Abstract

1. Introduction
Societal changes in recent years have spurred the interest in using multiple data sources for producing official statistics. There are several reasons for this. Combining data sources gives the opportunity to produce more timely and detailed statistics, and to respond quickly to unexpected or sudden events. Other drivers are the possibility to reduce data collection and processing costs, and to reduce response burden (De Waal et al. 2020). However, there are also challenges. In this special issue, we focus on some of them.

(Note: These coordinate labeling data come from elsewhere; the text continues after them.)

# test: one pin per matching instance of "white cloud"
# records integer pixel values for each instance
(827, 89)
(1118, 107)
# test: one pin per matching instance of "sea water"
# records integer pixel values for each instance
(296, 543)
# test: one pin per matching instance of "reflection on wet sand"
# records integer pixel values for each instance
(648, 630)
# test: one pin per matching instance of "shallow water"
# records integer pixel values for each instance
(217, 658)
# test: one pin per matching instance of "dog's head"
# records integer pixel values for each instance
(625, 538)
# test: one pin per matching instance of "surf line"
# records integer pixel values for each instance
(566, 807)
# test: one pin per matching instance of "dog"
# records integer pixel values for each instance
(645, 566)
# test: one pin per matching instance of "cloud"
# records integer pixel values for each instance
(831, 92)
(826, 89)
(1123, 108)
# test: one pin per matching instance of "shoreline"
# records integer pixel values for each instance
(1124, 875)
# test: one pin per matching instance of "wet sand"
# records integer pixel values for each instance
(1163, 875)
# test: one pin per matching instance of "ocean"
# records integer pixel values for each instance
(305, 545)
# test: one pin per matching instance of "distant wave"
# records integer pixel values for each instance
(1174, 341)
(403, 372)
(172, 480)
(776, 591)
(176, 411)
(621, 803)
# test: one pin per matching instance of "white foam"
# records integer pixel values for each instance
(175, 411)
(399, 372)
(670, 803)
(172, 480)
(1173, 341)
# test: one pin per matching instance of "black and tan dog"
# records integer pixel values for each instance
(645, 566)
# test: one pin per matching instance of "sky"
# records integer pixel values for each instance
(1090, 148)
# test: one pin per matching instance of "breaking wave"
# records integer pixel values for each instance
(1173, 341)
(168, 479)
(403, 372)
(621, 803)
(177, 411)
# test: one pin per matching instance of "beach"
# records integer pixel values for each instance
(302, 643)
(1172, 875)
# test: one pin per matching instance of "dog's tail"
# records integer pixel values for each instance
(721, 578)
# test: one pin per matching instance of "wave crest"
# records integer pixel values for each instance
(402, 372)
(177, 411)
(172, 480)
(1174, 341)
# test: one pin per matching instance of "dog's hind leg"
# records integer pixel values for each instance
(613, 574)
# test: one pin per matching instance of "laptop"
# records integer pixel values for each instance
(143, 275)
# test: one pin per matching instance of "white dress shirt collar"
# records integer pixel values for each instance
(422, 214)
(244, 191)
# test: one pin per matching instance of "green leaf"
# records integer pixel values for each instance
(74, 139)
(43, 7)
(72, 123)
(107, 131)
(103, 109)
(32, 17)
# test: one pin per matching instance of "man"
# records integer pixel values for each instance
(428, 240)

Traditionally, official statistics producers have used survey samples, possibly aided by administrative data for example in the design of surveys or in estimation. Using more than one data source is not new, but the number of administrative data sources is constantly increasing, as is the number of other types of data sources that face similar challenges. With the growing availability of data, the interest in taking on the challenges is also growing at national statistical institutes (Ascari et al. 2020; HLG-MOS 2017).
Administrative data, and other types of data sources not based on probability surveys, suffer from problems with representativeness if the intended target population is not covered by the data source (see e.g., Elliott and Valliant 2017; Kim and Tam 2021; Lohr and Raghunathan 2017, or Bakker et al. 2015). At the same time, response rates in sample surveys are decreasing to alarmingly low levels, causing increased challenges in adjusting for nonresponse. Combining available data sources for production of high-quality official statistics is seen as a promising way to solve these problems.

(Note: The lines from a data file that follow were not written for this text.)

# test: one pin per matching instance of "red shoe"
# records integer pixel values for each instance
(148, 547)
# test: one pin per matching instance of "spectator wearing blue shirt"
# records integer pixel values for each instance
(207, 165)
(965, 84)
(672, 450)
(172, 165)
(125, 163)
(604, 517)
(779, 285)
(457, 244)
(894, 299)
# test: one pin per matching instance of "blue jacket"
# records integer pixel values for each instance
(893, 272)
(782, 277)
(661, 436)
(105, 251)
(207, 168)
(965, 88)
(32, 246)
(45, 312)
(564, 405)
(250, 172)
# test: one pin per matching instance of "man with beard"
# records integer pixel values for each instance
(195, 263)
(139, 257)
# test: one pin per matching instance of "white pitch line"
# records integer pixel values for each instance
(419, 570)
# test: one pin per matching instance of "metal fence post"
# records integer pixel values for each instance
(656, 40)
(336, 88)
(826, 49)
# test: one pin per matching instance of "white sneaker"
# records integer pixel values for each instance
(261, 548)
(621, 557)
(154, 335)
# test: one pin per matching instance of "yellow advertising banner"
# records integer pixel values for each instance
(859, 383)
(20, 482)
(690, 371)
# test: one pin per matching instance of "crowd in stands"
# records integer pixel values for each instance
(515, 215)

Multisource statistics or data integration encompasses different methodological areas, such as acquiring data, editing data, linking data, statistical matching, producing estimates, and describing or evaluating data quality. In this issue, most of the articles focus on combining data sources to estimate or minimize error and bias due to selection or under- or over-coverage, while data collection and data analysis are also discussed.

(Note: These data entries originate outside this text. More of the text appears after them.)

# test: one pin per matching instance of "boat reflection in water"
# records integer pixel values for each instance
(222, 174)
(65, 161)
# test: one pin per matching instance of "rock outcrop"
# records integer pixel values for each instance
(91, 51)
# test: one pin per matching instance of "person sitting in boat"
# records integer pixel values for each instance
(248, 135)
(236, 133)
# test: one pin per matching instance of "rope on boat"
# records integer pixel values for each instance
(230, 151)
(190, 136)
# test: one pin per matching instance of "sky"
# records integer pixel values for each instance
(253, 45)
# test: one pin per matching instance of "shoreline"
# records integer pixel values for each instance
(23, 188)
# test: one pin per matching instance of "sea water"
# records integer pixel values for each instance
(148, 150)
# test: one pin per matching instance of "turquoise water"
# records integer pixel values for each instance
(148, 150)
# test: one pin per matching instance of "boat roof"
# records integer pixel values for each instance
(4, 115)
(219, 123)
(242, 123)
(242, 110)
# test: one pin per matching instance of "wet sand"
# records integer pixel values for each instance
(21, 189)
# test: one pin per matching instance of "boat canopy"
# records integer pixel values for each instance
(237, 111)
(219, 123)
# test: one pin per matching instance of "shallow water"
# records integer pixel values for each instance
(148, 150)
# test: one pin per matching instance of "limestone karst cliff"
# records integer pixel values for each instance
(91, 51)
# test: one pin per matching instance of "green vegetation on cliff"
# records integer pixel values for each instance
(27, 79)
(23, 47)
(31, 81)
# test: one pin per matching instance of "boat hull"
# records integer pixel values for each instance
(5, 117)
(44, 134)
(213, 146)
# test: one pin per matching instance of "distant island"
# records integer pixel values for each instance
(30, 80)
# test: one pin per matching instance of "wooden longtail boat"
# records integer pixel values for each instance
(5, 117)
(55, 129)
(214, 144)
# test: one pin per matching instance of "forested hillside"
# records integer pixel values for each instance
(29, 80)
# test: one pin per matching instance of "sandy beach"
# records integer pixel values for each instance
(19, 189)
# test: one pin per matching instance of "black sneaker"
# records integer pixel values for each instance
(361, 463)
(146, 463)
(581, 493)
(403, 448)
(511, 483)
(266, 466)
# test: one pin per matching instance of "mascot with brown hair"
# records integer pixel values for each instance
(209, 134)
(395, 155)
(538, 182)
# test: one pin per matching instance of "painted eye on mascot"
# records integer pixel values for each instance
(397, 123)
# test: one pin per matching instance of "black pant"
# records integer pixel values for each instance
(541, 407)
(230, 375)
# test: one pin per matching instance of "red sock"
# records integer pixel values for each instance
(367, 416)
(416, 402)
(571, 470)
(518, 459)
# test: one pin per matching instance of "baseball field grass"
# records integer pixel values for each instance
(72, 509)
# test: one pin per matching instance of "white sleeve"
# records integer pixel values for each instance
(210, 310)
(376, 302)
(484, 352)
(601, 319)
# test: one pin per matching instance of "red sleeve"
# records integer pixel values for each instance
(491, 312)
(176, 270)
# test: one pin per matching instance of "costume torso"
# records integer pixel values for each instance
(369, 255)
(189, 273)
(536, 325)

2. Non-Probability Sampling and Probability Sampling
With probability sampling, any population unit has a known positive probability of being included in the sample, using a random mechanism for sampling. Its scientific ground was laid down by Tschuprow (1923) and Neyman (1934). The statistical properties have been widely studied, also when auxiliary variables from administrative registers are used in sample design and estimation. The introduction of model assisted survey sampling in Särndal et al. (1992) and the development thereafter with new types of estimators and designs illustrate this well (see e.g., Deville and Särndal 1992; Deville and Tillé 2004).
Administrative registers are increasingly replacing probability samples as the basis for official statistics. These registers are collected for administrative purposes and not for statistical purposes. Further, when used as the basis for official statistics, several administrative registers often need to be integrated. When two administrative registers essentially include the same units, the two registers can be linked at micro-level (unit level) to produce a data source with a larger set of variables. On the other hand, when the administrative registers include different units, these registers can be merged to increase the number of units. In both cases, micro-integration is usually needed to reconcile/harmonize the variables from the different administrative registers.
Administrative sources are fully enumerated samples from the viewpoint of its custodian, being typically a governmental agency. This is also the case for other types of data sources that have emerged and become of interest for official statistics production in recent years, such as road sensor data, position data from mobile network operators, transaction data from private vendors, or private data collected from smartphones. The target population, from the data holders’ perspective, of the source typically differs from the official statistics’ target population. Thus, the data sources are non-probability samples: The set of units in such a source is a selection from the official statistics’ target population, and the selection mechanism is whether or not the unit falls under the primary target population of the data custodian. Hence, the statistical concept of a frame population and its alignment to the target population (the coverage) is not the focus of the data custodian. The selection mechanism is then not controlled and usually non-random.
In addition, there are other non-probabilistic selection mechanisms corresponding to, for example, the non-response selection mechanism in a probability sample. When using a non-probability data source as the main source for official statistics, all these selection mechanisms are put together since they are all non-random. This non-randomness is a source for selection bias, with respect to the official statistics’ target population.
Compared with non-probability samples, probability samples have well-known statistical properties and the advantage that the sampling error in ideal circumstances can be controlled. However, nonresponse in surveys can cause selection bias. Auxiliary information from other sources has for many years been used to try and reduce the bias, for example, by post-stratification or other calibration methods. The bias-reducing ability of such weighting methods is limited, and with increasing non-response, the selection bias challenge of random samples is increasing.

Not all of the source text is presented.